Customised Topography-Guided Corneal Cross-Linking (Cxl) For Progressive Keratoconus: 24 Month Results
Published 2022
- 40th Congress of the ESCRS
Reference: FPS10.06
| Type: Free paper
| DOI:
10.82333/ya68-2098
Authors:
Su-Yin Koay* 1
, Melanie Mason 1
, Marcello Leucci 1
, Vijay Anand 1
, Bruce Allan 1
, Daniel Gore 1
1Moorfields Eye Hospital,London,United Kingdom
Purpose
CXL is the gold-standard treatment to halt disease progression in keratoconus and prevent further deterioration of vision. Two-thirds of patients undergoing CXL already have impaired vision due to irregular astigmatism. Customised CXL is a new iteration of CXL in which a bespoke treatment pattern based on pre-operative tomography is applied to the cornea. This aims to reduce surface shape irregularities, thereby improving corrected vision. The primary objective of this study is to investigate visual outcome in patients with progressive keratoconus treated with customised CXL.
Setting
Cornea and External Diseases Department, Moorfields Eye Hospital, United Kingdom
Methods
Patients with progressive stage I-III keratoconus and CDVA < 0.00 logMAR were eligible for the study. Manifest refraction, logMAR visual acuity and tomography were collected at baseline, 6, 12 and 24 months. Following mechanical removal of the corneal epithelium, 0.1% riboflavin drops were instilled every 2 minutes for 10 minutes. UVA irradiation was applied in three concentric circles at an irradiance of 30 mW/cm2, pulsed every 1.5 seconds. The largest (9 mm diameter, 5.4 J/cm2) was centered on the pupil, with two smaller zones (4 mm, 10.5 J/cm2 & 6mm, 8.5 J/cm2) centered on the maximum anterior tangential curvature.
Results
65 eyes of 56 patients were analysed, 71% were male. Mean age was 27.6 (± 8.4) years. CDVA improved from 0.15 ± 0.15 logMAR preoperatively to 0.08 ± 0.16 logMAR at 24 months (p=0.15). 56% of eyes gained 1 line or more of CDVA. There was an overall flattening of Kmax from 55.6 ± 5.5 D at baseline to 54.3 ± 4.1 D at 24 months (p<0.001). No eye showed progression of keratoconus at 24 months. The higher total UVA irradiation did not have an adverse effect on endothelial cell counts or corneal clarity.
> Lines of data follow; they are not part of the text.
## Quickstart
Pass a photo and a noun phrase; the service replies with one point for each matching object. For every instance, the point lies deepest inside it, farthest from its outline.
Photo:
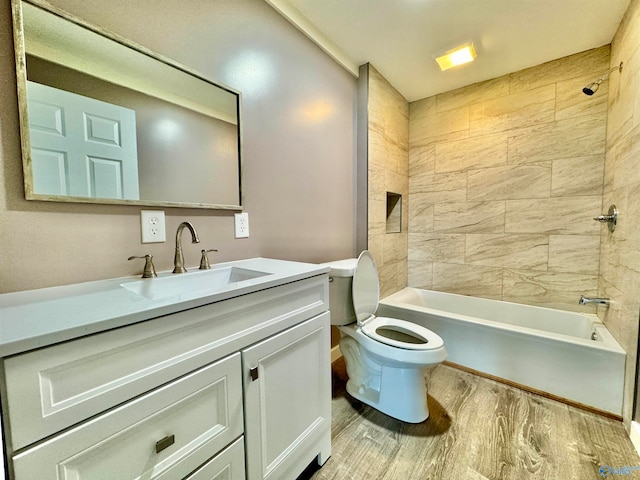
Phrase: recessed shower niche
(394, 212)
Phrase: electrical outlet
(152, 226)
(242, 225)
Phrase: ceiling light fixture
(456, 56)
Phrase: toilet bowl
(386, 358)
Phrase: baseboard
(335, 353)
(634, 435)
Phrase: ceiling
(400, 37)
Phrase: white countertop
(37, 318)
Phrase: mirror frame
(21, 80)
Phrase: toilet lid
(402, 334)
(366, 287)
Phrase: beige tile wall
(504, 179)
(620, 251)
(388, 147)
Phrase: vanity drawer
(202, 411)
(54, 388)
(227, 465)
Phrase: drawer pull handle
(165, 443)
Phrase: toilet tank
(340, 297)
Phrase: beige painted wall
(505, 177)
(388, 119)
(298, 185)
(620, 251)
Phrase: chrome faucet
(178, 262)
(596, 300)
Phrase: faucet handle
(204, 261)
(149, 269)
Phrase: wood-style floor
(478, 429)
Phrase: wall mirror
(103, 120)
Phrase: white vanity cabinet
(233, 389)
(287, 380)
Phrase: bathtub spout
(598, 301)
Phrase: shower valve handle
(610, 218)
No cases of infective keratitis were recorded.
Conclusions
CXL irradiation patterns can be customised based on corneal tomography to selectively improve corneal shape and CDVA in keratoconic eyes. There were no cases of keratoconus progression or adverse effects. However, there appear to be minimal gains from the customised irradiation patterns; with a modest flattening of Kmax and a non-significant CDVA gain of approximately 3 logMAR letters.